Insights

Practical Approaches to Sustainability and Climate Resiliency Amidst COVID-19

April 22, 2020

By forcing us to forgo everyday activities, the COVID-19 pandemic has illustrated the stark effect that we have on our environment. Countries that have restricted social movement and public gatherings have seen air and water quality improve dramatically in a month’s time. We have witnessed the same in parts of the U.S., as Los Angeles is breathing its cleanest air in 40 years. Yet this offers no solace to a world grappling with the pandemic’s immense humanitarian toll and economic fallout. We have never been so aware of the complex interrelationship between our economy and our environment nor the importance of understanding the delicate tradeoffs between productivity and pollution, particularly greenhouse gas (GHG) emissions. In China, where lockdown restrictions are beginning to ease, environmental conditions are returning to a pre-pandemic state. Can the U.S. chart a better course back to normal? If so, how do we ensure our economic recovery is environmentally sustainable long term?

We can start by identifying behaviors like teleworking, which have gained wider acceptance in a COVID-19 world but are also advantageous to sustainability and climate change mitigation. These behaviors may be continued to a much greater extent post-pandemic than was previously believed realistic. In 2012, LMI published Climate Change: What You Can Do Now to help program managers and policymakers understand how climate science could inform actionable policy guidance. I was one of several contributing authors who examined how practical changes in public health, information technology and communications, land use, infrastructure, vehicles and fleets, supply chain, and national security could support sustainability and resiliency outcomes. One recommendation, telehealth appointments in lieu of driving to the doctor’s office, has similarly gained prominence as we find new ways to conduct our lives safely.

As individuals and organizations gain an appreciation for how technology allows them to conduct activities differently, attitudes are changing. There is a unique opportunity to make select sustainable and climate risk management practices mainstream and introspective organizations will begin to assess those practices now. While none may be adopted with the strict adherence we see today, for economic as well as practical reasons, they nonetheless can support sustainability with negligible impact on organizations’ productivity.

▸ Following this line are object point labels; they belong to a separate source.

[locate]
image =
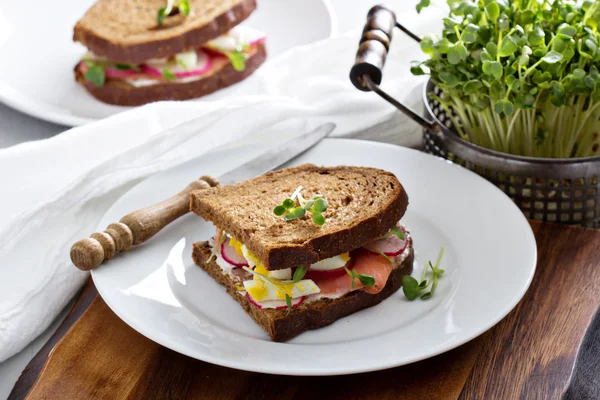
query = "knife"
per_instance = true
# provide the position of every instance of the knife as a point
(139, 226)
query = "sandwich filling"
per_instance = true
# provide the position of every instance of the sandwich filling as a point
(234, 48)
(367, 268)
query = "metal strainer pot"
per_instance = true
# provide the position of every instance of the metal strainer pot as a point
(563, 190)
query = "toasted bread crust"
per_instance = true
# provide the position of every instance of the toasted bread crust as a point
(121, 93)
(318, 246)
(281, 326)
(136, 53)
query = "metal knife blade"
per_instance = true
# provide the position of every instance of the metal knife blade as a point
(277, 156)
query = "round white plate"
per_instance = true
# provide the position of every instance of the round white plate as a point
(39, 55)
(489, 261)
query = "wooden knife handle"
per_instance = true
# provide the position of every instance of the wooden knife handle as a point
(134, 228)
(374, 46)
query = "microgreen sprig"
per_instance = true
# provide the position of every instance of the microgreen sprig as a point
(238, 58)
(172, 9)
(366, 279)
(412, 288)
(315, 206)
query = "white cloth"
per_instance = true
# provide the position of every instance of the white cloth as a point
(55, 191)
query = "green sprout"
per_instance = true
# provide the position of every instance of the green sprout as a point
(519, 76)
(315, 206)
(413, 288)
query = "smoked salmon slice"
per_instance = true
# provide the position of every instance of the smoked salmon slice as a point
(364, 263)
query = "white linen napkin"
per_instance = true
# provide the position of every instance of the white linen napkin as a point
(55, 191)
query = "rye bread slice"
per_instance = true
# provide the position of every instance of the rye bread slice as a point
(281, 326)
(363, 204)
(121, 93)
(128, 31)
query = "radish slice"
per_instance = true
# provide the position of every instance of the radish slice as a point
(231, 256)
(391, 245)
(276, 304)
(203, 66)
(257, 41)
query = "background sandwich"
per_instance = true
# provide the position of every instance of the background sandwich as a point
(142, 51)
(303, 247)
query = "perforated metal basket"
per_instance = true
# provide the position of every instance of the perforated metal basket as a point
(545, 189)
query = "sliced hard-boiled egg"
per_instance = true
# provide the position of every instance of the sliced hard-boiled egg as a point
(250, 257)
(236, 37)
(283, 274)
(264, 291)
(331, 263)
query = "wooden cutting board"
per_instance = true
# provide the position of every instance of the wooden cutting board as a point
(530, 354)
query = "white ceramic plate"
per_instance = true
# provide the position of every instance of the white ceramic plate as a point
(489, 261)
(38, 53)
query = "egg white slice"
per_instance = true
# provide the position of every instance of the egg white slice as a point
(330, 263)
(262, 291)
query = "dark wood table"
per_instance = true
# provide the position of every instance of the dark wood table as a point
(539, 351)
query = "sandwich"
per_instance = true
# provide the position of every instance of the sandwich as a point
(151, 50)
(302, 247)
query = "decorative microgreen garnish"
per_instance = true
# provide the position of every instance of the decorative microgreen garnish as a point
(315, 206)
(95, 73)
(288, 302)
(172, 9)
(412, 288)
(366, 279)
(299, 274)
(216, 248)
(168, 75)
(238, 58)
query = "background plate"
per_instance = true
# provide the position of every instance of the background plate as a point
(489, 261)
(38, 53)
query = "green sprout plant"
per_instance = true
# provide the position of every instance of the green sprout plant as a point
(315, 206)
(519, 76)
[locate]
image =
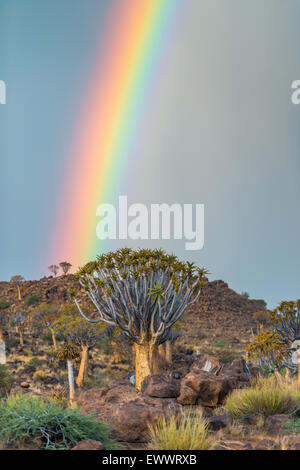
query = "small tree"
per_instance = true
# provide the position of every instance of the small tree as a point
(144, 293)
(19, 322)
(68, 353)
(53, 268)
(79, 332)
(47, 314)
(273, 347)
(65, 266)
(17, 280)
(262, 317)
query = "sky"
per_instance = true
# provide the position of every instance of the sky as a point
(218, 128)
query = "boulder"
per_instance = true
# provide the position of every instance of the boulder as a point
(160, 387)
(266, 444)
(24, 385)
(131, 420)
(89, 444)
(208, 364)
(273, 424)
(203, 388)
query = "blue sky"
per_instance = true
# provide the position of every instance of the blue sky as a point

Infrastructure has been a cornerstone of U.S. economic recoveries dating back to the public works projects to combat the Great Depression. If such projects factor into our pandemic recovery, we must ensure 21st century infrastructure is built to withstand the modern-day threats of wildfires, flooding, and extreme weather events associated with sea-level rise and warming temperatures. The federal government pays for 60% of hurricane damage, such as rebuilding Puerto Rico’s electrical infrastructure (estimated $17 billion) after hurricanes Irma and Maria in 2017 and reparing Tyndall Air Force Base (est. $3 billion) in Florida after Hurricane Michael in 2018. It is easy to see how, if executed properly, a nationwide infrastructure revitalization effort that incorporates sound sustainability, climate mitigation, and resiliency practices could turn billions of stimulus dollars spent into billions of dollars more saved over the next 30 years.

To achieve this, climate resiliency must become a foundational component of infrastructure project planning. At LMI, we partner with The Climate Service to help federal agencies understand, in fiscal terms, how much risk their property, assets, and operations face from climate hazards, and how that risk may evolve over time as hazards become more probable or severe due to changing climate conditions. Customers can anticipate changes to their operational environment over decades, informing decisions like where to build future installations or store assets. Improving the climate risk posture of potential stimulus projects could be one of the most significant opportunities to brace our national infrastructure for the climate impacts sure to come.  

Clear skies notwithstanding, there is no silver lining to the COVID-19 pandemic. But someday we will arrive at some semblance of normal and sustainability and climate resiliency will be an organizational priority once more. We owe it to ourselves to explore how we make it the best normal we can.